The first use is from 1865 but how did the first people to hear it know what it meant? What does it mean? I know what it indicates but not how it was derived.
dictionary.com suggests that it is a direct translation from German:
It probably originated as a direct translation of the German Und wie! [1920s]
Of course, that just pushes the problem back a step…
What is the origin of the phrase “And how”?
“and how! Indicating ‘intensive emphasis of what someone else has just said,’ ‘and how!’ is a long-popular catchphrase first recorded in 1924. The Americanism possibly derives from the German ‘und wie!’ or the Italian ‘e come!’, meaning the same thing, and once very common among Americans of German and Italian extraction, respectively.” From Encyclopedia of Word and Phrase Origins by Robert Hendrickson (Facts on File, New York, 1997).
Here’s the 1865 usage from Bayard Taylor (in a letter printed in an 1884 book):
B. Taylor letter 16 June in Taylor Life and Letters Bayard Taylor (1884) II xviii 434: I finished an article for the ‘Atlantic’ that day.

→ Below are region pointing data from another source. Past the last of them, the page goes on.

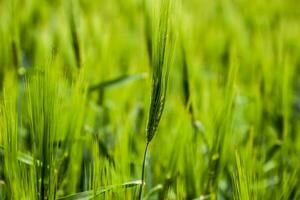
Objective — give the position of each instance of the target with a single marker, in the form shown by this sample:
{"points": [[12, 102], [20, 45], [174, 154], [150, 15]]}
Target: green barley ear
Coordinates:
{"points": [[163, 45], [162, 50]]}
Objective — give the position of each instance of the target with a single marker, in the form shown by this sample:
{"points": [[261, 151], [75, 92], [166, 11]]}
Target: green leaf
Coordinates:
{"points": [[117, 81], [91, 193]]}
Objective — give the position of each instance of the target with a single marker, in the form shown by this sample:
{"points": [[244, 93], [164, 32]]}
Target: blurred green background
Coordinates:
{"points": [[75, 82]]}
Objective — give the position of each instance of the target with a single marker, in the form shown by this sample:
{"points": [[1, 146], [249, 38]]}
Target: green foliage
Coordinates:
{"points": [[213, 85]]}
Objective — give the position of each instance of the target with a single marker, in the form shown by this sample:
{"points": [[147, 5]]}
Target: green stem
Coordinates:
{"points": [[143, 171]]}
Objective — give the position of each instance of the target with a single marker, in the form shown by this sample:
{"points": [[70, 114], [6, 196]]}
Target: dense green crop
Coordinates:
{"points": [[149, 99]]}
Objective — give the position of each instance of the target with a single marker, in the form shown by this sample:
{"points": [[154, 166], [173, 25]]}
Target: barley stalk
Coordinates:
{"points": [[163, 45]]}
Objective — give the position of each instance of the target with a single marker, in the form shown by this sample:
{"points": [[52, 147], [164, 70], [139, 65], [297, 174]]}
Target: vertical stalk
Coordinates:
{"points": [[143, 171]]}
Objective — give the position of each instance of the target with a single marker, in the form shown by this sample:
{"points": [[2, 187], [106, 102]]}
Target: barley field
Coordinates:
{"points": [[149, 99]]}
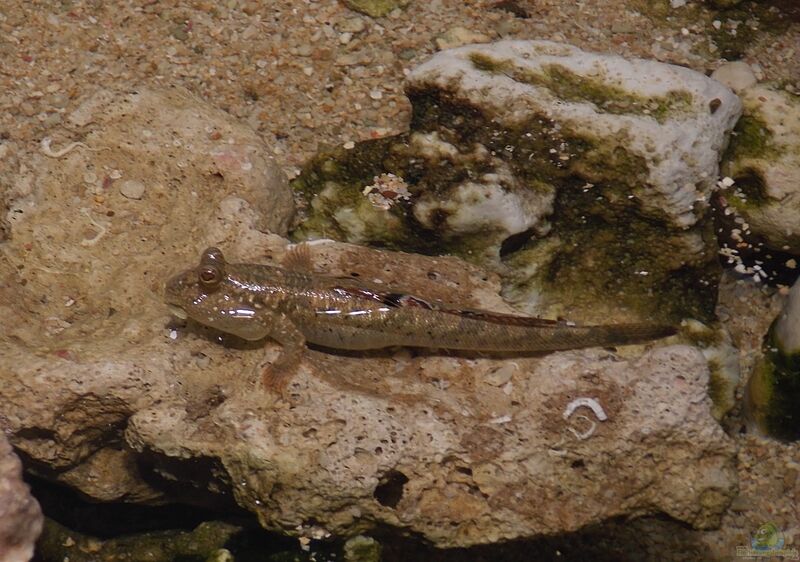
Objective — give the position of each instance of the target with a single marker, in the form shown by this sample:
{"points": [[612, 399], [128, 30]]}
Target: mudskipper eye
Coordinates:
{"points": [[209, 276]]}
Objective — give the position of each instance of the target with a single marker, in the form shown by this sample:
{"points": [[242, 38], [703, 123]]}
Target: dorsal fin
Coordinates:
{"points": [[298, 258], [402, 300]]}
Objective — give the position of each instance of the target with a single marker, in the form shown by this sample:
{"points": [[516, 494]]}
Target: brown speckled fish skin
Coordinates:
{"points": [[255, 301], [347, 314]]}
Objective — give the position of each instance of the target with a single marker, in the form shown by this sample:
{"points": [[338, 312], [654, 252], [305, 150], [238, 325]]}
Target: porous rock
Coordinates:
{"points": [[773, 390], [587, 174], [104, 392], [80, 292], [432, 449], [764, 162], [20, 515]]}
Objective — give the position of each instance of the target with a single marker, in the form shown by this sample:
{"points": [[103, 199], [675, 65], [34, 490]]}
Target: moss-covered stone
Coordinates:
{"points": [[212, 541], [568, 85], [376, 8], [773, 392], [595, 225]]}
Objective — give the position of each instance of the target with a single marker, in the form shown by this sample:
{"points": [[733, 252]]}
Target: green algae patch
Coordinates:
{"points": [[773, 391], [751, 138], [567, 85], [731, 41], [199, 545], [615, 262], [376, 8], [751, 147], [597, 247]]}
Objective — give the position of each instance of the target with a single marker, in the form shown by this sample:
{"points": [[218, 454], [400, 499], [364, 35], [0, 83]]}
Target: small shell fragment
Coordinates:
{"points": [[591, 403]]}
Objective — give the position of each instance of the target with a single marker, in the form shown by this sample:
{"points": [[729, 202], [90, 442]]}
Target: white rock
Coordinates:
{"points": [[771, 166], [677, 131], [737, 75]]}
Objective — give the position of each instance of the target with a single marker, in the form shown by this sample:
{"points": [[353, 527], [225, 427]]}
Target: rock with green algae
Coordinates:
{"points": [[211, 541], [376, 8], [773, 391], [586, 174], [203, 543], [763, 159], [722, 358]]}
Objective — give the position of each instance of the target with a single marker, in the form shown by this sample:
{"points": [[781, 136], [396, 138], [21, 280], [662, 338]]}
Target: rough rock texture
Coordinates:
{"points": [[20, 516], [438, 449], [764, 161], [587, 174], [80, 293], [104, 392]]}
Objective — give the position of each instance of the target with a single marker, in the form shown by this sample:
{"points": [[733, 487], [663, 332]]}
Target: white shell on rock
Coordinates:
{"points": [[679, 129], [737, 75]]}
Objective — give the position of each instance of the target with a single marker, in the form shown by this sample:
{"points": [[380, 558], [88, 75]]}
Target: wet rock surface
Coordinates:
{"points": [[545, 162], [20, 515], [103, 391]]}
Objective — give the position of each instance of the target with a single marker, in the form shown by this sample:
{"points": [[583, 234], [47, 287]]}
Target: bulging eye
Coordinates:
{"points": [[209, 276]]}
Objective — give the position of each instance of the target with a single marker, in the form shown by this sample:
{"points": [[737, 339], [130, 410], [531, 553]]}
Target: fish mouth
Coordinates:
{"points": [[178, 311]]}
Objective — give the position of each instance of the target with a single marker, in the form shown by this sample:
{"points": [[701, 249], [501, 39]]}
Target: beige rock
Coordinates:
{"points": [[20, 515], [91, 360], [737, 75]]}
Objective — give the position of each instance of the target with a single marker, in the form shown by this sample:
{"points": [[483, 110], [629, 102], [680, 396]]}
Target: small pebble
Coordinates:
{"points": [[132, 189]]}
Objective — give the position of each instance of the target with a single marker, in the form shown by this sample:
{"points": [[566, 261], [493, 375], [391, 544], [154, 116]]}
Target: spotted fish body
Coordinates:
{"points": [[255, 301]]}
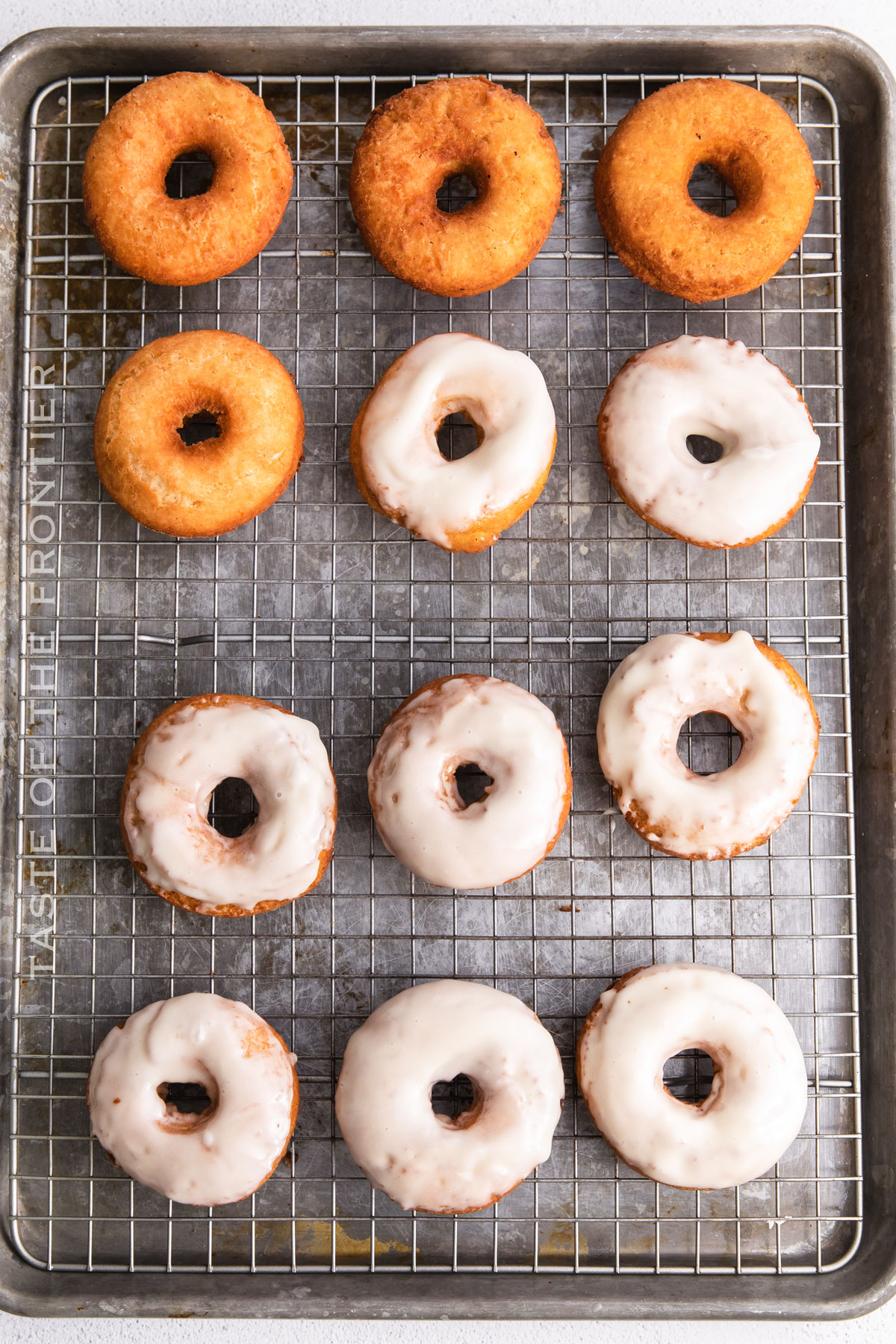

As if I were not ‘a tool of the elements!’ ‘And how?’ as the Germans say (Americanicé — ‘You’d better believe it!’) [OED].
I found other pre-1924 usages.
Atlantic magazine, February 1879.
We saw less of Bayard Taylor than we had hoped during the winter, for he was away from home most of the time lecturing. When spring came he determined to remove to New York. We must live together, he said; as he was more prosperous than I he would pay the rent of the house. It would be so jolly to have a library in which we could write. And how we would write!
C. Deveureux Venus in India I 109: ‘I’ve had, I dare say, many more men than you’ve had women!’ Frank and how!